Salon owner Shelly Luther, who made headlines last year by defying Gov. Abbott’s lockdown orders at the beginning of the pandemic, is running as a Republican for a state House seat in north Texas.  She is making headlines again.  At a campaign rally on Saturday, Luther said that “transgender children make her uncomfortable”.  This comes on the heels of her statement last month against allowing “Chinese Nationals into our colleges where they can obtain classified information, steal technology, and essentially learn how to defeat the United States.”  Luther is challenging incumbent Reggie Smith in a district based in the Sherman area of north Texas.

US Senator Rand Paul of Kentucky will attend a rally in Houston this Saturday in support of Don Huffines, one of the main challengers to Gov. Abbott in the Republican primary.  Senator Paul is the son of former Republican Congressman Ron Paul, who served in the 80’s and 90’s representing areas south of Houston.  Senator Paul has ties to the Houston area, having grown up in nearby Lake Jackson.  The endorsement of Huffines by Paul is the most high profile endorsement for the Huffines campaign.

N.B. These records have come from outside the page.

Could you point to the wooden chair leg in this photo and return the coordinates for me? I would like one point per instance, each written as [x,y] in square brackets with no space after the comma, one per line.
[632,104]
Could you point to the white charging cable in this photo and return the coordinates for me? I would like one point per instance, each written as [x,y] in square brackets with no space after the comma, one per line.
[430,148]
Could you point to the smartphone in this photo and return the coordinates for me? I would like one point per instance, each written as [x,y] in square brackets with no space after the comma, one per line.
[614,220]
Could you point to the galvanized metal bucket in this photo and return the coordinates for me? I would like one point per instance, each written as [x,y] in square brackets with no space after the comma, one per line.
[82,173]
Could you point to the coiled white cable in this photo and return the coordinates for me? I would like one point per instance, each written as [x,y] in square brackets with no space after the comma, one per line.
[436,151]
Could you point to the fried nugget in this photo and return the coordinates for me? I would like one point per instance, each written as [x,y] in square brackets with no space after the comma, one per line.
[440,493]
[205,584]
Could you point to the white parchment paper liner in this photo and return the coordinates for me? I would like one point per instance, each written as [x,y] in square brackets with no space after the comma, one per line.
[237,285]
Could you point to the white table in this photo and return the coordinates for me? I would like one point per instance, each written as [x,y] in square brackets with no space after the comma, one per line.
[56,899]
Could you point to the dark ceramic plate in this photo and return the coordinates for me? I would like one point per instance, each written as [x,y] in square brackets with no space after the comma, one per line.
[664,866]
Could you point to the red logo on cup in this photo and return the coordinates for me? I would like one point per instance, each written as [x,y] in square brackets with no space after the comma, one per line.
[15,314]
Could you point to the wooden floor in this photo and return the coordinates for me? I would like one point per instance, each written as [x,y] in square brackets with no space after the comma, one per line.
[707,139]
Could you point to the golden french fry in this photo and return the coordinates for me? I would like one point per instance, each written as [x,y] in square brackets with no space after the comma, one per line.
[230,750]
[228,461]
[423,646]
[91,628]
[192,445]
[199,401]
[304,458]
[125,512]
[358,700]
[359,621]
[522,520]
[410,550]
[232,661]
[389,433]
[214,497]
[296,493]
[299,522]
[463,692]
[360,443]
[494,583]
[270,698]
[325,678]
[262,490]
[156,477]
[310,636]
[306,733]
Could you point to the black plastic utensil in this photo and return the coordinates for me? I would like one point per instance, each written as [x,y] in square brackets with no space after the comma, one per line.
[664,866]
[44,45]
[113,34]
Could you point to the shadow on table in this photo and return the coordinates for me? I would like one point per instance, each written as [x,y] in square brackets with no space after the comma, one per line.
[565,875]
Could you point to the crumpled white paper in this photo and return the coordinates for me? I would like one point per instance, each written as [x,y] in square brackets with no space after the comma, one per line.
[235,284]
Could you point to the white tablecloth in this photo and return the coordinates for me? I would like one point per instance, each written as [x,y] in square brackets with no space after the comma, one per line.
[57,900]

CNBC reported yesterday that several large donor Republicans are pressuring President Trump to rescind his endorsement of Gov. Abbott.  The donors, of course, have chosen to remain anonymous for purposes of this story.  Trump, at his rally in Conroe last week, reiterated his unconditional endorsement of Abbott.  A reversal is unlikely, and is seen as key in Abbott’s quest to win the hotly contested Republican primary.


What’s Next??

More polls will be released and more political commercials will be on your local stations between now and the March 1st election day.  The last day to apply to vote by mail is February 18th.  Early voting starts February 14th and lasts until February 25th.